Decision guide for cover crop termination timing
Cover crop termination timing should match field conditions and the targeted soybean planting date. This table is only a reference to help farmers make an informed decision; it is not a recommendation, and decisions need to be made based on field conditions and production goals.
| Table 1. Guide for Cover Crop Termination Timing in Minnesota Soybean Cropping Systems (only a tool to consider, not a recommendation) | ||
| Season and Field condition | Termination approach | Reason |
| Average conditions (temperature, soil moisture and rainfall) | About 7 to 14 days before planting | Balanced, lower-risk starting point |
| Dry soil or dry spring | Earlier termination | Preserve soil moisture for soybean germination |
| Cover crop high biomass (tall, dense cover crop, more than 1 or 2 feet tall) | Earlier termination | Reduce competition risk and improve soybean planting |
| High weed pressure (waterhemp, resistant weeds) | Later termination if conditions allow | Increase cover crop biomass and weed suppression |
| Disease or SCN concerns (Brassica cover crops) | Later termination if conditions allow | More cover crop biomass will increase the biofumigation effect at incorporation |
| Warm spring and average rainfall (or above average rainfall), well-drained conditions | At planting or shortly after | Increase the benefits of biomass and cover crops. Soybeans can handle this practice |
Final considerations
Termination timing is not a fixed recommendation, but a management practice. The two-week guideline is a starting point, but the correct timing depends on soil moisture, biomass, field conditions and the main problem in the field.
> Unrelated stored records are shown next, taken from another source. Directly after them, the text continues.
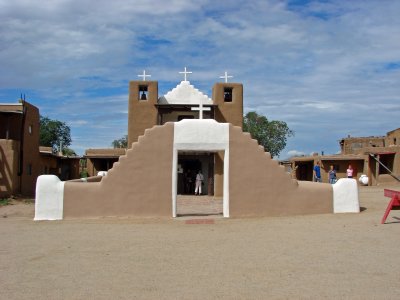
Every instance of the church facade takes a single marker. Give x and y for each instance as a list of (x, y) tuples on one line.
[(173, 136)]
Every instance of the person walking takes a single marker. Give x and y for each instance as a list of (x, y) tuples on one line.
[(332, 175), (317, 172), (350, 171), (199, 183)]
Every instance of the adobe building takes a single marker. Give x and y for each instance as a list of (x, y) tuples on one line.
[(147, 109), (21, 159), (378, 157), (171, 137)]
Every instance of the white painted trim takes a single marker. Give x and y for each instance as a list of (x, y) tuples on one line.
[(174, 181), (201, 135), (49, 200), (225, 200), (345, 196)]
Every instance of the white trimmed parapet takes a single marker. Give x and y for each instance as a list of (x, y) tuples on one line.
[(49, 198), (345, 196)]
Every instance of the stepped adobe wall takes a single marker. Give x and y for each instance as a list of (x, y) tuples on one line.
[(143, 182), (259, 186), (139, 184)]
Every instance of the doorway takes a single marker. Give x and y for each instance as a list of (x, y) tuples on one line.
[(189, 204)]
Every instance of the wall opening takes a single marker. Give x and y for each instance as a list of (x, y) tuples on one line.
[(187, 203), (143, 92), (228, 94), (304, 170), (388, 161)]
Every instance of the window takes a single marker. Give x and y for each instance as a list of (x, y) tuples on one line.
[(181, 117), (228, 94), (143, 92)]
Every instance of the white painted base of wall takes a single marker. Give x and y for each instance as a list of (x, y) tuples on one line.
[(345, 196), (49, 201)]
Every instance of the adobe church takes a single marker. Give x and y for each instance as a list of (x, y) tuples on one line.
[(179, 133)]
Soybean stand depends on soil moisture, temperature and seedbed conditions. While cover crop termination timing doesn’t directly establish the stand, it impacts these factors via biomass and residue. Additionally, cover crop species matter: cereal cover crops are more competitive than broadleaf species.
Earlier termination can improve soil conditions when moisture is limited or when crop emergence is a concern. Later termination increases biomass, which can improve residue cover and provide stronger suppression of early-season weeds, including herbicide-resistant species such as waterhemp, when conditions allow.
Soybeans have an advantage in this system. It tolerates later termination and planting green more consistently than other crops, providing greater management flexibility.
The goal is not only to maximize cover crop growth. The goal is to manage the system to establish a uniform soybean stand, maintain yield and improve soil health.

Figure 3. Different cover crops in late fall provide good soil erosion prevention. October 2024, ND.